I agree with moms who said to take things away, but what you take away - whether it's something long-term like a month of grounding or something shorter term, like the ability to spend one night with a pal - depends on your kid's maturity level.
Some teens still need "immediate consequences," rather than a long grounding. Having been through it with my first family, I learned that when you ground some kids for a long time, it seems like forever to them and they think, "well, I've already lost everything. What does it matter what else I do now?" and they turn around and do thing after thing after thing. Pretty soon, you've got them grounded (and ignoring it) for the rest of the year. You've lost your leverage.
Much better to take something immediately important away. Like, "Sorry, you can't go to the Mall with Jessica today because...." Or take a smaller thing away - grounding is basically EVERYTHING - like "come straight home after school" so that you have other things to take away if necessary.

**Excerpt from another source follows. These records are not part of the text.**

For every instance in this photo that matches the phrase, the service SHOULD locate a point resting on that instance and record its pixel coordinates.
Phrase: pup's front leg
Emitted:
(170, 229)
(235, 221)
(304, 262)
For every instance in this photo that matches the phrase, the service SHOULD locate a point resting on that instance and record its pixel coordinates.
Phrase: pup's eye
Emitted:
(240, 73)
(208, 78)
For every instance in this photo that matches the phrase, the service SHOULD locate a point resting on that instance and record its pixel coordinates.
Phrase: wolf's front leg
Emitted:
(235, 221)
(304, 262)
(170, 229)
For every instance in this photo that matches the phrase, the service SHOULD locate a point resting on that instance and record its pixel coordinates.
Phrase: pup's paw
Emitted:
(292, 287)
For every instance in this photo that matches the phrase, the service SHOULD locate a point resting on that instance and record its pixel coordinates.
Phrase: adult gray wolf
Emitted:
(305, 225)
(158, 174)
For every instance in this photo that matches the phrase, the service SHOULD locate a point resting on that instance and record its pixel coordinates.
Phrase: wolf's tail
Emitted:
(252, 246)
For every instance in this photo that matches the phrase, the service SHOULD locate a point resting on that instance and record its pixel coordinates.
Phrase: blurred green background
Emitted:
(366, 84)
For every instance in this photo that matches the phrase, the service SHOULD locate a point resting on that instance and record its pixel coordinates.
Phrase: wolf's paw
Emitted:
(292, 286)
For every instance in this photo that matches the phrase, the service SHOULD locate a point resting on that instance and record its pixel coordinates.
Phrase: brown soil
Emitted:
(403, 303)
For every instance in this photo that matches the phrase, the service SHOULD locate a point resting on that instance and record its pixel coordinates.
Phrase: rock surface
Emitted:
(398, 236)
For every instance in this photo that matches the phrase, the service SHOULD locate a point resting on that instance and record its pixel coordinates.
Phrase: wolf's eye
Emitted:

Another thing I learned - if you haven't yet educated your child that your feelings and needs are just as important as hers' this is a good time to do that. Instead of just telling your daughter that her behavior is prohibited, begin telling her what you are afraid of. Begin talking to her as a human being with feelings and fears. This worked for me big-time. My kids started thinking of me as someone who had fear and pain when they disappeared with their friends for hours, failed to answer their cell calls, etc.
Good luck. This is the scariest and hardest time. My 22 and 24 year olds are human beings again, fortunately, but I have three more coming up behind, and I'm really not excited about it!